Note MPPT is not needed for battery charging since the only parameter that needs to be maximized during bulk charge is the current. Buck or boost converters can do that with minimal brains. But a voltage limit may not provide an appropriate taper, so some smarts to periodically stop the charging to measure the battery voltage might give a faster charge. For the higher voltages, buck converters that use embedded microprocessors and discrete components are surprisingly robust and easy to make, but boost converters not so much (disconnect the load and the circuit can self-destuct within microseconds). So if you need custom 85 volt chargeing I'd look into a buck converter on a 100 or so volt panel string.

And I'd question that temporary storage in lead-acid is cheaper than the direct charging of a second lithium battery pack. The cost is comparable when you give lead-acid the 2x derating, and the charge efficiency for lithium is much higher.

 

[dogman dan]

Yes, either way would cost a bit more, which is cheaper would depend on the exact choices. For a little bike charging station, you might get away with scrounging some cheap lead.

Which is why I pointed out that it would all be done to conserve a few pennies of fossil fuel. In other words, you already picked the low hanging fruit by having an ebike.

 

[Jeremy Harris]

Scrounging cheap LA was what I had in mind. My workshop lighting has been running off grid for a couple of years now, on a few scrounged car batteries, that wouldn't start a car in cold weather, a cracked solar panel (kindly donated by a friend) and a bunch of cheap LED lights bought from ebay.

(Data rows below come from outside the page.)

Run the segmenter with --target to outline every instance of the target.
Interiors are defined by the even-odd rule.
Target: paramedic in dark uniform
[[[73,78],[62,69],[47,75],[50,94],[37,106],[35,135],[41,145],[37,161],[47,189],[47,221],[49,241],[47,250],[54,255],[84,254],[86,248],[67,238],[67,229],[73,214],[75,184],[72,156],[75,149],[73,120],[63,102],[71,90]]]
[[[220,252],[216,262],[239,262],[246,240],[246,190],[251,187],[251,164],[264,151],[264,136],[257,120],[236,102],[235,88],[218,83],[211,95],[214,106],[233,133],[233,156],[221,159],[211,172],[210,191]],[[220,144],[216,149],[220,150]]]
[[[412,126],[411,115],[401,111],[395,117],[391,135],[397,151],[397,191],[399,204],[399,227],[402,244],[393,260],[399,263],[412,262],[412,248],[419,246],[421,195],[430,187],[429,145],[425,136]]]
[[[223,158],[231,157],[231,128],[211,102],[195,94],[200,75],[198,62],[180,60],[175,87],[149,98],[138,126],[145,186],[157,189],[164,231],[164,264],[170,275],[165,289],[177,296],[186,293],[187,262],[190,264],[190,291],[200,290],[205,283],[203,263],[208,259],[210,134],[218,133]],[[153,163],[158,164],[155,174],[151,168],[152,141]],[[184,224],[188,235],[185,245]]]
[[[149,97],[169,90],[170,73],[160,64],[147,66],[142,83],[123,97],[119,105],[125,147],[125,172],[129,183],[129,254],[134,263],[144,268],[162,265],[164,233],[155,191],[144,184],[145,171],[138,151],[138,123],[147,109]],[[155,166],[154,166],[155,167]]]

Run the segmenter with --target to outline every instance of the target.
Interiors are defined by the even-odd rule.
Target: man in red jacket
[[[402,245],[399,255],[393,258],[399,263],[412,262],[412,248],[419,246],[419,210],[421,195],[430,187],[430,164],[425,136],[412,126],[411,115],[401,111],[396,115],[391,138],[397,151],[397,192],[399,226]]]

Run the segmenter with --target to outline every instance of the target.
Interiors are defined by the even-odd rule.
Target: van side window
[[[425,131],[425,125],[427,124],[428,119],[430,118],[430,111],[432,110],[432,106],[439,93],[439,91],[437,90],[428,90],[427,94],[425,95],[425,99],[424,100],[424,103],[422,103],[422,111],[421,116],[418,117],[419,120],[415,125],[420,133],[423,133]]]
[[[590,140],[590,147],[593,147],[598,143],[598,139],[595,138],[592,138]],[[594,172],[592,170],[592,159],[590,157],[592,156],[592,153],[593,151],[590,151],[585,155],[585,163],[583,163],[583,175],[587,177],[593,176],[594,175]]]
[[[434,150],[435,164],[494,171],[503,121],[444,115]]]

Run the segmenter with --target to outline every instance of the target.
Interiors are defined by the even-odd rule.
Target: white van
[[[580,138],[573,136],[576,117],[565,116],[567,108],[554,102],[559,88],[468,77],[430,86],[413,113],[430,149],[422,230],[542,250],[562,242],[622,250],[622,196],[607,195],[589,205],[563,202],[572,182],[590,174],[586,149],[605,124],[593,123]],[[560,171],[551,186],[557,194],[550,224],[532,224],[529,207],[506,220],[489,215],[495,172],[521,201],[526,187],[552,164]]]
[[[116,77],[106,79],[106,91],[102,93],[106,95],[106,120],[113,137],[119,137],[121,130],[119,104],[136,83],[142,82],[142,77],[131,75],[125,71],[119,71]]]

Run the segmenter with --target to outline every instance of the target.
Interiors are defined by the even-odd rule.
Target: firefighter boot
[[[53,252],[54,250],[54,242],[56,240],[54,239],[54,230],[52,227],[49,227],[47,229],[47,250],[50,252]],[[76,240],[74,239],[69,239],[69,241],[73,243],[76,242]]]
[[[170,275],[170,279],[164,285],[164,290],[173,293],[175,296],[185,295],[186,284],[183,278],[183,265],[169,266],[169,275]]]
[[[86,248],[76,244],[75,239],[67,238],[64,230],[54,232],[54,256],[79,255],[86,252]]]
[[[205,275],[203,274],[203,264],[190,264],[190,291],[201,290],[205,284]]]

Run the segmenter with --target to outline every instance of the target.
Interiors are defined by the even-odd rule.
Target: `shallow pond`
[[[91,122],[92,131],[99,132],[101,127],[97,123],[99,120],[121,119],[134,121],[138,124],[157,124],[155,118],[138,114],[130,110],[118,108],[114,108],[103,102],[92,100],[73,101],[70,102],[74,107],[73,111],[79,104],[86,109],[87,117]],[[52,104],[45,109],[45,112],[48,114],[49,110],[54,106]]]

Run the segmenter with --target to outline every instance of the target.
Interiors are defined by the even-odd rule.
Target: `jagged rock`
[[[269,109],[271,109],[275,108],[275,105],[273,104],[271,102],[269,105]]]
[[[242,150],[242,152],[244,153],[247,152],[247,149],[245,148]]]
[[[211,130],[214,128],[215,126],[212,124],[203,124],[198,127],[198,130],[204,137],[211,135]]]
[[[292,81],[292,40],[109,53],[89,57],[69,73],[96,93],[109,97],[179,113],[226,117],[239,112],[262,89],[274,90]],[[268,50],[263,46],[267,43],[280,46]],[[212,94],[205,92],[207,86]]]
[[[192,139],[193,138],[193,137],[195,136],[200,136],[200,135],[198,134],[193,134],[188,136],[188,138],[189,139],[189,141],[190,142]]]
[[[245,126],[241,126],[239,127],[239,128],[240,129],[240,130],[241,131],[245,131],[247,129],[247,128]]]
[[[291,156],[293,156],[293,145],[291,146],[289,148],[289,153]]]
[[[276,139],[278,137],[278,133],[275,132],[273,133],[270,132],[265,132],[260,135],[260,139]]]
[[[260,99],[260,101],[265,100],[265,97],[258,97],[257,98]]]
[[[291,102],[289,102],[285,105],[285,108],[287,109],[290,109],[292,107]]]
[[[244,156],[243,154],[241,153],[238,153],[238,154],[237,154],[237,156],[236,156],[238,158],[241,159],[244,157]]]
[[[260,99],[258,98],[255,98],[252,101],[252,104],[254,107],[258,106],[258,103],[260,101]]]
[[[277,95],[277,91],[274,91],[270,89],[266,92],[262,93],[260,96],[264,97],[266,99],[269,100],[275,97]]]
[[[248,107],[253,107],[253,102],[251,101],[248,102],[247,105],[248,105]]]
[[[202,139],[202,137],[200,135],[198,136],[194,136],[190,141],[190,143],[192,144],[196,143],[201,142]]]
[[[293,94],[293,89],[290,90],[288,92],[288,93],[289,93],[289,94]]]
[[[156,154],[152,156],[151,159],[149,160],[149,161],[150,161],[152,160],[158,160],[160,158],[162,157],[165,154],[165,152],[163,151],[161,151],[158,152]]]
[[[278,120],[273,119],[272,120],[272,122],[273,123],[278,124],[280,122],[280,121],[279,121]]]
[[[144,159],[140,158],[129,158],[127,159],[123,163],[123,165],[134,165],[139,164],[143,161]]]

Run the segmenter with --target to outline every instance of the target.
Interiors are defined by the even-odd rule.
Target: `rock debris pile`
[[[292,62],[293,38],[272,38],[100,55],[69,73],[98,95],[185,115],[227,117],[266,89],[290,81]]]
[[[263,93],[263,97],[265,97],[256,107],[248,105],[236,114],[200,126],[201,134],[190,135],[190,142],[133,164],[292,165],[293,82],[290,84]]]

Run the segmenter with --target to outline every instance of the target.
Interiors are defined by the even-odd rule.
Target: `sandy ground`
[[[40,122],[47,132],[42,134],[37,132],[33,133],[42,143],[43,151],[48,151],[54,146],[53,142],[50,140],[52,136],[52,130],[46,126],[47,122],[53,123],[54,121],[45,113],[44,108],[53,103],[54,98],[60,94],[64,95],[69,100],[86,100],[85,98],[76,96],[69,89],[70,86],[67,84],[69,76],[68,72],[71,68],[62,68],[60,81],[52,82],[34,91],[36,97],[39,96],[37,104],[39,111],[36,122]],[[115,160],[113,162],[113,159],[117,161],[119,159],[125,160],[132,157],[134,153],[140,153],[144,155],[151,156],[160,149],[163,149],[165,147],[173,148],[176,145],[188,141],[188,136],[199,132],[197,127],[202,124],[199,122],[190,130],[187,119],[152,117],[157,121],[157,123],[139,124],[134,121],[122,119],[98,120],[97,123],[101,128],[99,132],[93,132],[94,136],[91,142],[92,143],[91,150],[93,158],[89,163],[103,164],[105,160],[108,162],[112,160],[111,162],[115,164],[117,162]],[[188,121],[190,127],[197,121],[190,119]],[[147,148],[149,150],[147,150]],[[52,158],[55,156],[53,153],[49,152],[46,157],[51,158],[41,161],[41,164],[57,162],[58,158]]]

Not a big deal in the scheme of things, but the cost was small and I've not had to turn on the three 5ft fluorescent tubes in there for a couple of years now, which has probably saved a fair bit of power.

The nice thing about using 12V LA batteries as a charging solution is that they are cheap and you can charge pretty much any ebike battery from them, with a bit of ingenuity. RC type chargers are pretty much all designed to run from 12V, and by having a few 12V batteries you can easily arrange to have isolated supplies, allowing a big battery pack to be charged with multiple RC chargers without needing to separate out the series connections.